Disney, Microsoft, Others Take a Copyright Stance

A consortium of media and Internet companies announced a set of guidelines to protect copyrights online on October 19. Among the group, which has been negotiating for nine months, were Walt Disney Co.; Microsoft; NBC Universal; Viacom, Inc.; CBS Corp.; News Corp.'s MySpace and Fox constituents; Veoh Networks, Inc.; and Dailymotion S.A. Noticeable for its absence was Google, including YouTube, which has recently been sued for $1 billion for infringement by Viacom.

The group pledged not to pursue Internet companies that posted material if they adhered to a set of rules, which include eliminating copyright-infringing content posted by users before making it publicly available.

Google issued a statement pointing out that it does remove infringing material once it is notified of its existence. "We appreciate ideas from the various media companies on effective content identification technologies," said YouTube. "We're glad they realize the need to cooperate on these issues, and we'll keep working with them to refine our industry-leading tools."

We have yet to see a complete list of the rules of engagement for the conglomerate, but one suggestion calls for the implementation of "commercially reasonable" content identification technology by the end of the year. This gives us some pause, quite frankly, since it seems to be a step towards labeling content as wholly owned in its entirety, which is not quite the case.
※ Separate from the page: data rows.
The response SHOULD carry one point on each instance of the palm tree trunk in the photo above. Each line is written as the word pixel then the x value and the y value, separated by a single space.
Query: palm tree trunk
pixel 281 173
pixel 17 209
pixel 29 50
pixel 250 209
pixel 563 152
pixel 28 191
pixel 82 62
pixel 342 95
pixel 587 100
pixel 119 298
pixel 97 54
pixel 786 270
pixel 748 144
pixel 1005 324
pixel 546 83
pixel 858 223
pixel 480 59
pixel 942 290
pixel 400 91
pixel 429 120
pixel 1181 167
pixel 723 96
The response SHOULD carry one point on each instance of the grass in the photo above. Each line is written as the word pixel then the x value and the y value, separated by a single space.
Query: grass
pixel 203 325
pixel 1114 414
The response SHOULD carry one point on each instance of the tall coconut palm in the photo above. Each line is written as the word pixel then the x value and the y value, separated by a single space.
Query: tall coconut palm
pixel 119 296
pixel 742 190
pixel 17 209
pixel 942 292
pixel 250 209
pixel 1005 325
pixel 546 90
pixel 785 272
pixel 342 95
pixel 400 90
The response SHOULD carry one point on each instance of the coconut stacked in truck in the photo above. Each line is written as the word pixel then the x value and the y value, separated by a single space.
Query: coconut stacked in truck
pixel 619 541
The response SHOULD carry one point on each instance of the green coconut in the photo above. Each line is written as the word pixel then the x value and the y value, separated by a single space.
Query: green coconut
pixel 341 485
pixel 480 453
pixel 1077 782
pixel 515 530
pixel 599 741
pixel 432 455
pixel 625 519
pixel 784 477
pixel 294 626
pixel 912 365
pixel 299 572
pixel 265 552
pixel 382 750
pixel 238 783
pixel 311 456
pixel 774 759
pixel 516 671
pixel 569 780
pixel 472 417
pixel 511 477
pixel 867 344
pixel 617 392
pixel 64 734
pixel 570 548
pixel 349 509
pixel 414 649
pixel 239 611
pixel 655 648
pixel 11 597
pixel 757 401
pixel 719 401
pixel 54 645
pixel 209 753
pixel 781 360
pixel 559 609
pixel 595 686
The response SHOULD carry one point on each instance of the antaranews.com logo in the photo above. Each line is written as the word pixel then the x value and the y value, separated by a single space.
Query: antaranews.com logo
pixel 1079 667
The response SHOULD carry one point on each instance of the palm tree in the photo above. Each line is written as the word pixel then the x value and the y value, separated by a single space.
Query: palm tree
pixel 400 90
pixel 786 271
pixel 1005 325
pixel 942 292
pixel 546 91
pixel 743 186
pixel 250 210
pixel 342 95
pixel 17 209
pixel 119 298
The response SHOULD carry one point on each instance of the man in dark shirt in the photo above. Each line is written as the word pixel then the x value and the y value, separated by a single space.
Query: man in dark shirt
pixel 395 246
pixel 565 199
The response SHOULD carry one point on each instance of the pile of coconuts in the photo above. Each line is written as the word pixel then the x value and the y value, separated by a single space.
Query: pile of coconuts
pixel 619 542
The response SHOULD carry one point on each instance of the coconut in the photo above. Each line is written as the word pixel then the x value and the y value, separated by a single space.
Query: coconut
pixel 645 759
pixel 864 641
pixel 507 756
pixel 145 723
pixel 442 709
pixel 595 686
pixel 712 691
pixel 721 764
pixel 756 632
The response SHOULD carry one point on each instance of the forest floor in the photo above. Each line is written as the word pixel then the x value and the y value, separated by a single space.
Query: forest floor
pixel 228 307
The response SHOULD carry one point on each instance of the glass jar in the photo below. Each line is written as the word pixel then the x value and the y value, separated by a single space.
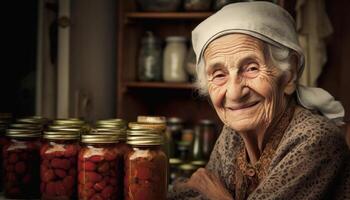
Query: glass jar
pixel 99 176
pixel 207 129
pixel 150 59
pixel 145 167
pixel 174 59
pixel 158 127
pixel 21 164
pixel 58 169
pixel 174 132
pixel 197 5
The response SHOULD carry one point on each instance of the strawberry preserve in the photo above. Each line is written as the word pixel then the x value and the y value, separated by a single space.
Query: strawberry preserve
pixel 58 169
pixel 145 166
pixel 99 175
pixel 21 164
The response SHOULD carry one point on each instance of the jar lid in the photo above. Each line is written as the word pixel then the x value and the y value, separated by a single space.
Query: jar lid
pixel 60 136
pixel 120 133
pixel 69 121
pixel 99 138
pixel 153 126
pixel 28 126
pixel 5 115
pixel 206 122
pixel 175 161
pixel 175 120
pixel 67 133
pixel 33 120
pixel 151 119
pixel 22 133
pixel 199 163
pixel 65 128
pixel 144 137
pixel 175 39
pixel 187 167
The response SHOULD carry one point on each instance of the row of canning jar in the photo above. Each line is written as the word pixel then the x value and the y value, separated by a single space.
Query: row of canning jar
pixel 68 161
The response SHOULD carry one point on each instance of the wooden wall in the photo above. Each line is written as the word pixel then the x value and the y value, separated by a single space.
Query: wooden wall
pixel 335 77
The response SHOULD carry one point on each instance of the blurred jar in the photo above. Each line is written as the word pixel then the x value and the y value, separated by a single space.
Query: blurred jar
pixel 197 145
pixel 5 119
pixel 186 170
pixel 197 5
pixel 150 58
pixel 207 129
pixel 58 169
pixel 22 164
pixel 174 59
pixel 99 176
pixel 191 64
pixel 174 130
pixel 146 167
pixel 174 169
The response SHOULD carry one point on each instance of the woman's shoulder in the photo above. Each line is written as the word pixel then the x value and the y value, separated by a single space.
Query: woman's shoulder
pixel 309 126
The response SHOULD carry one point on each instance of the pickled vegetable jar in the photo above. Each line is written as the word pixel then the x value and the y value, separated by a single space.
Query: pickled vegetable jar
pixel 21 164
pixel 58 169
pixel 145 167
pixel 99 176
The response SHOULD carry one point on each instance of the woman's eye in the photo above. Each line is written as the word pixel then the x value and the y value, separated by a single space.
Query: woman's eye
pixel 251 70
pixel 218 77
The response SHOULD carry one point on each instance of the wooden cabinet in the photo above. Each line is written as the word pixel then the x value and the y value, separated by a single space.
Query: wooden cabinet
pixel 155 98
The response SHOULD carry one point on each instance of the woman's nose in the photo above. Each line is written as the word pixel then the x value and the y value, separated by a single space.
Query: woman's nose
pixel 236 90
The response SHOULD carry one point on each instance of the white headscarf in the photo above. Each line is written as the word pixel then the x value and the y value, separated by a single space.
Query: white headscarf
pixel 272 24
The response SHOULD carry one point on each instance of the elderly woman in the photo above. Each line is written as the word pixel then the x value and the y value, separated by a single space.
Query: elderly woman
pixel 280 139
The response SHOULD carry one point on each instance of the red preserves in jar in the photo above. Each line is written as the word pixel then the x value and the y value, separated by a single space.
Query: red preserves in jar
pixel 145 167
pixel 98 163
pixel 21 164
pixel 58 169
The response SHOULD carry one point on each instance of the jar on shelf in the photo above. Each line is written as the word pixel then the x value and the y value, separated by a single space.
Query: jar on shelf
pixel 58 169
pixel 207 129
pixel 3 141
pixel 150 58
pixel 118 124
pixel 174 59
pixel 22 164
pixel 146 167
pixel 197 5
pixel 98 174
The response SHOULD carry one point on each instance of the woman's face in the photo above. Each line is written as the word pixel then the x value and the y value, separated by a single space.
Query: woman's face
pixel 246 90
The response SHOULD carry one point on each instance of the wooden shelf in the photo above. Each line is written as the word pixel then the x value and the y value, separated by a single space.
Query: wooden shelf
pixel 159 85
pixel 168 15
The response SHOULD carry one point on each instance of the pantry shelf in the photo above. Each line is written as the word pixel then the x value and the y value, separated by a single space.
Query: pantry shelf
pixel 168 15
pixel 159 85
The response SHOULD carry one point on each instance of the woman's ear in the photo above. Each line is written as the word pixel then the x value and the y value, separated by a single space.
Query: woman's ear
pixel 291 76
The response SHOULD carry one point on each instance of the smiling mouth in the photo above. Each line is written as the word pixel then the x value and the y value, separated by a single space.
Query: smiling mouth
pixel 245 106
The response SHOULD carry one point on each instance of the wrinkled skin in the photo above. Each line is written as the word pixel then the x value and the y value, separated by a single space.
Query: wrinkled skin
pixel 248 94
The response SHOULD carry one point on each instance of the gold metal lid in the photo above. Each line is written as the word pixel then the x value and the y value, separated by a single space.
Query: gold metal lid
pixel 175 161
pixel 116 121
pixel 58 136
pixel 33 120
pixel 22 133
pixel 98 138
pixel 38 127
pixel 69 121
pixel 144 137
pixel 120 133
pixel 155 126
pixel 188 167
pixel 151 119
pixel 73 128
pixel 199 163
pixel 5 115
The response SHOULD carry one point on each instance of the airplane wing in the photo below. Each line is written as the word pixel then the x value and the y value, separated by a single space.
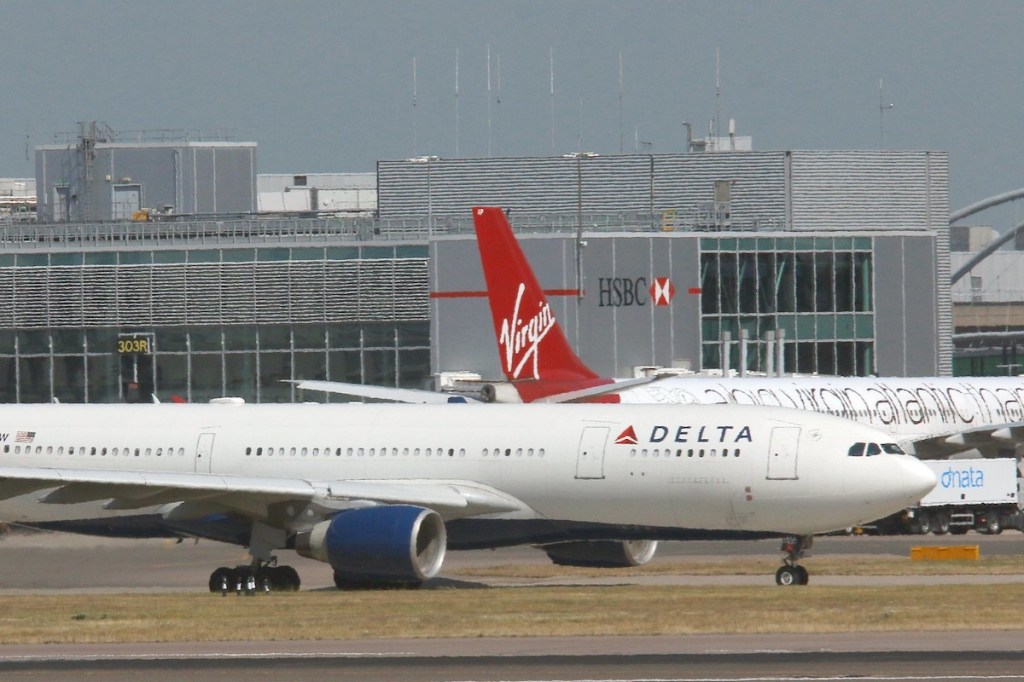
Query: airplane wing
pixel 251 496
pixel 413 395
pixel 992 440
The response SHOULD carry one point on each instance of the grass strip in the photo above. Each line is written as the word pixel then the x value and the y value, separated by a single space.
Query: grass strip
pixel 818 565
pixel 524 611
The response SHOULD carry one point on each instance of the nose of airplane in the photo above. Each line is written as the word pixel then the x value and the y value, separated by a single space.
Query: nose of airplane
pixel 915 477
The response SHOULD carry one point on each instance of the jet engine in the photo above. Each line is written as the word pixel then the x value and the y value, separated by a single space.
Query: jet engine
pixel 395 545
pixel 602 553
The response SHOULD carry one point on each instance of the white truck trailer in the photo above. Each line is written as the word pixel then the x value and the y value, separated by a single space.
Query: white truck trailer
pixel 978 494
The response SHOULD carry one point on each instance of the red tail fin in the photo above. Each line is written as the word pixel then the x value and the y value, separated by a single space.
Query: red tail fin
pixel 532 348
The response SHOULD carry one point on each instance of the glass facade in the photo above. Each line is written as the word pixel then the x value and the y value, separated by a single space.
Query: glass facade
pixel 126 325
pixel 816 290
pixel 203 363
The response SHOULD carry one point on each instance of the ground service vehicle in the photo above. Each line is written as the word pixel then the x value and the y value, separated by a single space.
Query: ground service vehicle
pixel 979 494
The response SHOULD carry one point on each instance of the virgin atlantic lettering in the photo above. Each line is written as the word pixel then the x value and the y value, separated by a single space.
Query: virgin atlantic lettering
pixel 879 401
pixel 520 340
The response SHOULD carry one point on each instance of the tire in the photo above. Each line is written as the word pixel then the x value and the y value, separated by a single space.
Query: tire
pixel 285 579
pixel 223 580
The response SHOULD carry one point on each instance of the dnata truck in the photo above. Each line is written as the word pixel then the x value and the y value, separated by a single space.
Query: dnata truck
pixel 978 494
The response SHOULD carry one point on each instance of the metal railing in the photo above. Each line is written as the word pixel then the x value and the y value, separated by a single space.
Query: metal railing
pixel 255 230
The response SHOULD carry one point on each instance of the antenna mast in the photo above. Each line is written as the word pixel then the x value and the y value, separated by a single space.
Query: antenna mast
pixel 620 102
pixel 457 101
pixel 414 109
pixel 488 100
pixel 882 116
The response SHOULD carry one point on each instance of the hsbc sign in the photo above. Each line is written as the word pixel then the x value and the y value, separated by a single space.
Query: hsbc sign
pixel 627 292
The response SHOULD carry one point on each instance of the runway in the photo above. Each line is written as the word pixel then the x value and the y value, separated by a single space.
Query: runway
pixel 903 656
pixel 56 562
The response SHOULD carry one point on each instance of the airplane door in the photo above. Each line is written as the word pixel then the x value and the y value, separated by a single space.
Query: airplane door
pixel 590 459
pixel 204 453
pixel 782 453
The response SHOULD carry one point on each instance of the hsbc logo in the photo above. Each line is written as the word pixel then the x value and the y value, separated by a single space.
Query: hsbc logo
pixel 627 437
pixel 629 292
pixel 662 291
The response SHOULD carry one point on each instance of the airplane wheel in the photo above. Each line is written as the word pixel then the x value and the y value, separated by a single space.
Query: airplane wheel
pixel 285 579
pixel 803 576
pixel 786 576
pixel 264 581
pixel 223 580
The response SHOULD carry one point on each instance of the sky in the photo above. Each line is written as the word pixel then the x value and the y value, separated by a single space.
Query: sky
pixel 328 86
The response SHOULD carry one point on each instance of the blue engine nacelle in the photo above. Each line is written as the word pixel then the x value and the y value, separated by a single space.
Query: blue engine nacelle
pixel 389 545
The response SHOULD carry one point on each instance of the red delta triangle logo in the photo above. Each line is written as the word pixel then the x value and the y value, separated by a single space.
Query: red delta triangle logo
pixel 662 291
pixel 627 437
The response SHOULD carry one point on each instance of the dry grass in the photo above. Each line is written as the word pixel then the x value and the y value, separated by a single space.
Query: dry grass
pixel 818 565
pixel 508 612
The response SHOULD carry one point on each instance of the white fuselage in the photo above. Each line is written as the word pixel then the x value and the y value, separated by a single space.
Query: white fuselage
pixel 908 409
pixel 733 467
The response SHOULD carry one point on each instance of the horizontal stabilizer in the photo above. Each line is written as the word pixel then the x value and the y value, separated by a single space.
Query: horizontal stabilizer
pixel 412 395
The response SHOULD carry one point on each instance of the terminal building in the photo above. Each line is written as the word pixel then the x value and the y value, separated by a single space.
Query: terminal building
pixel 844 255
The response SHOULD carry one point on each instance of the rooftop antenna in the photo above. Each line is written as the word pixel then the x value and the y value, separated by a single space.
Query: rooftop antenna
pixel 551 61
pixel 457 102
pixel 620 102
pixel 498 74
pixel 882 116
pixel 718 97
pixel 580 127
pixel 414 109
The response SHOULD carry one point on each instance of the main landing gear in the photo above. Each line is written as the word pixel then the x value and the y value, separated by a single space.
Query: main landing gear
pixel 258 577
pixel 792 572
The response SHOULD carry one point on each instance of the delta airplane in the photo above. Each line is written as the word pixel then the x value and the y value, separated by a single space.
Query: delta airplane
pixel 381 492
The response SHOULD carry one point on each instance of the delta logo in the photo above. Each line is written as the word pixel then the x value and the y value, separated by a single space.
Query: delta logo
pixel 627 437
pixel 724 433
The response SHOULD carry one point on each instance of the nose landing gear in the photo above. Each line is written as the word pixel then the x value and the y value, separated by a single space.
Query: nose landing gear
pixel 792 572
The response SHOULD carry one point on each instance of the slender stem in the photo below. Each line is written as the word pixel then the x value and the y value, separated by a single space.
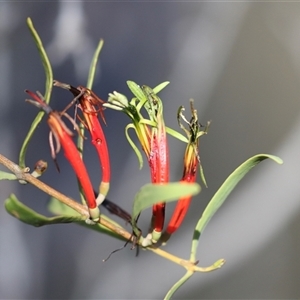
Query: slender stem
pixel 22 174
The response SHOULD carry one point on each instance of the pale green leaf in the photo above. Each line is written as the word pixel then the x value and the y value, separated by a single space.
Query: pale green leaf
pixel 58 208
pixel 27 215
pixel 132 144
pixel 7 176
pixel 176 135
pixel 151 194
pixel 160 87
pixel 48 90
pixel 93 65
pixel 220 196
pixel 136 90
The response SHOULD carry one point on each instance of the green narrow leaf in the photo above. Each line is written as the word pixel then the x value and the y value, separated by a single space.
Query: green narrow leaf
pixel 220 196
pixel 58 208
pixel 48 90
pixel 160 87
pixel 150 194
pixel 178 284
pixel 176 135
pixel 7 176
pixel 136 91
pixel 94 65
pixel 27 215
pixel 90 82
pixel 132 144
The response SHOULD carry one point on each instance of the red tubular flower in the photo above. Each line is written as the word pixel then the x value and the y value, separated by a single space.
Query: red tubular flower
pixel 191 162
pixel 63 138
pixel 153 139
pixel 90 105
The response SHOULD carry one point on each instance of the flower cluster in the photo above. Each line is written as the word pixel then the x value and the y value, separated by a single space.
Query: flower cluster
pixel 152 135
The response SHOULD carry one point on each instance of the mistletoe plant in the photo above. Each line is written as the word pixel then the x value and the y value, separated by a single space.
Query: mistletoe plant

The problem is that most people, large conglomerates included, don't understand fair use, and that has a chilling effect on the public discourse and media literacy that goes beyond amusing YouTube videos. This misunderstanding of fair use has led to what the Electronic Frontier Foundation (EFF) has characterized as "widespread, institutional fear of infringement [which] inhibits teachers seeking to leverage technology and media to achieve educational goals."

This is supported by a recently published report by the American University Center for Social Media (in partnership with the Washington College of Law’s Program on Information Justice and Intellectual Property and the Media Education Lab of Temple University). The report, The Cost of Copyright Confusion for Media Literacy presents results from interviews conducted throughout 2007, illustrating the challenges faced by teachers, librarians, and others involved in bringing real media examples into the classroom.

We're glad that the media companies recognize the need for a uniform set of rules to control fair use and fair play; we just hope they're serious about those goals because quotation and commentary will form an increasing component of our ongoing intellectual discussion as we go forward and we need to ensure that discussion remains open and free.